DeLaune and the rest of the Meta team hope the new feature can clear up misinformation about how Amber alerts actually work. “These alerts are rare and specific to the search area. If you get one, it means there is an active search for a missing child nearby. In order to know who to show these alerts to, we use a variety of signals, including the city you list on your profile, your IP address, and location services (if you have it turned on),” Instagram wrote in the announcement’s press release.

A screenshot of the emergency call button below an Instagram Amber Alert notification.


Credit: Meta / Instagram / NCMEC

This is crucial information to know, DeLaune explains, since Amber Alerts are much more rare than many people think. “They’re used only in cases where there is suspected foul play, a life or death situation, and a case where they have concrete, specific information that if provided to the public may aid in the recovery of that child,” she explained. Many are already familiar with these alerts through the wireless alert system sent to personal phones. “That means that you are in a targeted area where law enforcement believes that abduction occurred, they have information, and they’re asking the citizens in that area to be looking around,” she said.

So if you’re scrolling and get an in-app alert, Vacher and DeLaune hope you feel compelled to pay attention. “These occur very rarely,” Vacher said. “When you see one of these on Facebook or Instagram, it means you’re potentially in the search area for the missing child. It’s about community coming together at the time of greatest need.”

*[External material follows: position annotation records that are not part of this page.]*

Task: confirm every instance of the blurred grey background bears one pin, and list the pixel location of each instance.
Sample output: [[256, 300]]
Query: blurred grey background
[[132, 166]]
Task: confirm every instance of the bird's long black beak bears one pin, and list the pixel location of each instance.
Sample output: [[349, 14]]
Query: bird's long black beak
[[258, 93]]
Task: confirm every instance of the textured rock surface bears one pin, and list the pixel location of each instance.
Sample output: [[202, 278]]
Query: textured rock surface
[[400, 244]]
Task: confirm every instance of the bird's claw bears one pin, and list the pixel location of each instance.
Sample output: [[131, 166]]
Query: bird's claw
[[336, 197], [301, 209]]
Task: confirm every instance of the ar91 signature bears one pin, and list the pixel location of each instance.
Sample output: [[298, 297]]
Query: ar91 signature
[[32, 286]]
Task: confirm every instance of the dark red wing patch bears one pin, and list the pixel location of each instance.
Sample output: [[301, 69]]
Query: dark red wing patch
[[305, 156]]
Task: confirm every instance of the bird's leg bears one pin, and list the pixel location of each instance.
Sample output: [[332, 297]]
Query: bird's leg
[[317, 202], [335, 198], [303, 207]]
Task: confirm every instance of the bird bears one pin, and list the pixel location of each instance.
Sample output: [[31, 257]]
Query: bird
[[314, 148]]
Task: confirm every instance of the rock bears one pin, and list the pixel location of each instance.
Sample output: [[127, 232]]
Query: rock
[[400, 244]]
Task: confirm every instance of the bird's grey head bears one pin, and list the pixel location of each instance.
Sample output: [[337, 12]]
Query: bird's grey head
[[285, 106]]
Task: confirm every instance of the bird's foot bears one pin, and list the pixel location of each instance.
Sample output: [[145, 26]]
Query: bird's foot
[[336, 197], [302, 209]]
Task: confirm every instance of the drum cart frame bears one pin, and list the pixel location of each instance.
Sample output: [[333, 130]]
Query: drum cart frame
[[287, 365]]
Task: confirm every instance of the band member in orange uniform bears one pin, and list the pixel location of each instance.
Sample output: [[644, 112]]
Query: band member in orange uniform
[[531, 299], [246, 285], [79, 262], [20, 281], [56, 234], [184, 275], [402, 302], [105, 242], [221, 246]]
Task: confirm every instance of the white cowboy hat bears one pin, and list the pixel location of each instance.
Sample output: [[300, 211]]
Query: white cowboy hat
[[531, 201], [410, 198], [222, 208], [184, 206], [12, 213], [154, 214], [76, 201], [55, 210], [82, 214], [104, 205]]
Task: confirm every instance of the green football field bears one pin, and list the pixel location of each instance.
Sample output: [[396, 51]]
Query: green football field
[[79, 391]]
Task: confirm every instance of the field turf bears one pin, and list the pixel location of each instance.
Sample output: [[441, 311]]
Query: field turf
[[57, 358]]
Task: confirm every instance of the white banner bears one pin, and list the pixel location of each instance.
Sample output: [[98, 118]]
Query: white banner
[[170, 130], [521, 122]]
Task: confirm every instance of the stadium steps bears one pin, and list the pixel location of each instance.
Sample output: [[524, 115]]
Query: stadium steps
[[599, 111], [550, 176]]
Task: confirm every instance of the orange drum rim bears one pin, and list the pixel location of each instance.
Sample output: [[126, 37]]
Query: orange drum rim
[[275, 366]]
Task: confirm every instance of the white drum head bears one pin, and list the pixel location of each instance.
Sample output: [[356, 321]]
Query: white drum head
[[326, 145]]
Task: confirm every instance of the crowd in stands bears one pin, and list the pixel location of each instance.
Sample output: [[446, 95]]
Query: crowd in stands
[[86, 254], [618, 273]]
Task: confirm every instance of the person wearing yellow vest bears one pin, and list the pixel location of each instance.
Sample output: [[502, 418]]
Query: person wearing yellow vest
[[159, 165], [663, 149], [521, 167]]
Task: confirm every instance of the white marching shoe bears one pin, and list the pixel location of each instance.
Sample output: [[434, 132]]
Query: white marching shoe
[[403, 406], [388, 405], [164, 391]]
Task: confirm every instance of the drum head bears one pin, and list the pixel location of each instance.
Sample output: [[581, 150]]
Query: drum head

Amber Alerts begin rolling out to Instagram today, and will become fully available in 25 countries over the next couple of weeks. For now, those will include Argentina, Australia, Belgium, Bulgaria, Canada, Ecuador, Greece, Guatemala, Ireland, Jamaica, Korea, Lithuania, Luxembourg, Malaysia, Malta, Mexico, the Netherlands, New Zealand, Romania, South Africa, Taiwan, Ukraine, the United Kingdom, the United Arab Emirates, and the United States.